Exploring the mechanism of bone marrow mesenchymal stromal cell exosomes in respiratory syncytial virus infection based on miRNA sequencing

Abstract

The role of Bone marrow mesenchymal stem cells (BMSCs) and their exosomes in regulating the host response to viral infections has garnered significant attention, yet research on their specific mechanisms in response to respiratory syncytial virus (RSV) infection remains limited. This study analyzes changes in cytokine levels and exosomal miRNA expression profiles in BMSCs supernatants following RSV infection. The findings reveal that RSV infection leads to a significant decrease in IL-4 levels in BMSCs supernatants, alongside notable increases in IL-6, IL-12, and IFN-γ levels. Additionally, expressions of RSV F protein, G protein, and N gene were detected in the exosomes. Further in vivo experiments demonstrated that exosomes from RSV-treated BMSCs significantly enhanced the inflammatory response in RSV-infected mice, indicated by elevated serum inflammatory cytokines, lung dysfunction, airway inflammation, and increased mucus secretion. In contrast, exosomes from untreated BMSCs showed minimal effects on airway inflammation and damage in infected mice. miRNA sequencing analysis of the exosomes identified differential miRNAs enriched in multiple key signaling pathways, suggesting that RSV infection alters the functional characteristics of BMSCs exosomes, shifting their role from anti-inflammatory and repair mechanisms to a pro-inflammatory function. This transformation may be mediated by changes in the miRNA expression profile.

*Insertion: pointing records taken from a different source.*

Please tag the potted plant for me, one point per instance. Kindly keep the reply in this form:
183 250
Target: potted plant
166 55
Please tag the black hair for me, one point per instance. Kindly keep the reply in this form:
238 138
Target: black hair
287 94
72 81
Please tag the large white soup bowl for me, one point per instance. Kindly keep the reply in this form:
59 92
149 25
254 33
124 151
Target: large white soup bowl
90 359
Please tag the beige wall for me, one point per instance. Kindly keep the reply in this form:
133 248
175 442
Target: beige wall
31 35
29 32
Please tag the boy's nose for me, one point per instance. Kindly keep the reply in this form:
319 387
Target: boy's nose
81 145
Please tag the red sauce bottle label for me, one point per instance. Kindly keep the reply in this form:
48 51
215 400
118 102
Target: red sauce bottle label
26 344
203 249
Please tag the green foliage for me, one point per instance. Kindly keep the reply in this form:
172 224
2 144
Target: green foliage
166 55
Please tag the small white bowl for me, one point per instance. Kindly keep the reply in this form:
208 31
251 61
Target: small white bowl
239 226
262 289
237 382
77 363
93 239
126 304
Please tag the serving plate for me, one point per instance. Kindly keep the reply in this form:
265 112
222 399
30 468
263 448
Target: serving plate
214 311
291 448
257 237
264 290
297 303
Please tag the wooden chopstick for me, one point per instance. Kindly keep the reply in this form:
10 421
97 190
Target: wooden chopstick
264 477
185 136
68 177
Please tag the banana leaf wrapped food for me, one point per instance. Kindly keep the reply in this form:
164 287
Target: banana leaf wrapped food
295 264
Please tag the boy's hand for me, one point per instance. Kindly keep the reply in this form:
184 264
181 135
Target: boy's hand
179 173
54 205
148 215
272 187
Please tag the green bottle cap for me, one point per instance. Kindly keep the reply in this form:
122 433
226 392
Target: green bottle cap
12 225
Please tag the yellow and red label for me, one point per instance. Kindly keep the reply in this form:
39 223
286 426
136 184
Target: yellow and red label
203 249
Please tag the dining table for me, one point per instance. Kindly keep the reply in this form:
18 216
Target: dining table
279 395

Keywords: Exosomes; High-throughput sequencing; Mesenchymal stem cells; Respiratory syncytial virus infection; miRNA.

Fig. 1

Identification of BMSCs and their exosomes. (A) Expression of surface markers in BMSCs; more than 95% of the cells were negative for CD34, and 90% of the cells were positive for CD90 and CD44, consistent with the characteristics of BMSCs. (B) Photo of exosomes for TEM, shown as classic tea holder; scale bar is 200 nm. The particle size range of both groups was within 150 nm. (C) The expression of exosomal marker proteins in BMSCs-Exo-RSV and BMSCs-Exo was consistent with that of exosome surface proteins, and both CD81 and CD63 proteins were positive. Negative for Calnexin.

Fig. 2

Effect of RSV on supernatant and exosomes of BMSCs in vitro. (A) BMSCs supernatant concentration of interleukin (IL)-4, IL-6, IL-12, and interferonγ (IFN-γ). Control is the supernatant of blank BMSCs and Model is the supernatant of BMSCs after RSV intervention. (B) Expression of F protein, G protein, and N genes in exosomes. The internal reference gene was M-GAPDH, and the sequence and expression are shown in the supplementary file.

Fig. 3

Detection of differential let-7i-5p and let-7a-5p expression in exosomes and tracheal tissues by RT-PCR, **P < 0.01, *P < 0.05.

Fig. 4

GO enrichment analysis of differential genes between BMSCs-Exo-RSV and BMSCs-Exo. (The Y-axis in the graph is the negative logarithm of p-value, and the higher the height of the bar graph, the smaller the corresponding p-value. Different colour distributions correspond to BP, CC, and MF.)

Fig. 5

Top 30 most significantly up-regulated enriched KEGG signalling pathways between BMSCs-Exo-RSV and BMSCs-Exo. (KEGG bubble chart is depicted, where the X-axis represents the enrichment degree, and the Y-axis denotes the enriched pathways. Larger dots on the graph indicate a higher number of genes in each pathway, with the colour of the bubbles transitioning from purple to blue, green, and finally red. A smaller enrichment p-value indicates greater significance.)

Fig. 6

Impact of exosome nasal drop on lung function, serum inflammatory factor expression, airway inflammation infiltration, and collagen deposition in mice. (A) The values of lung function indicators CDYN, PEF, FVC, and RL in each group of mice. (B) The concentration of serum IL-4, IL-6, IL-12, and IFN-γ in each group of mice. (C) HE staining and (D) Masson’s trichrome staining of each group of mice, all groups were observed at 200 × . N = 6, **P < 0.01, *P < 0.05.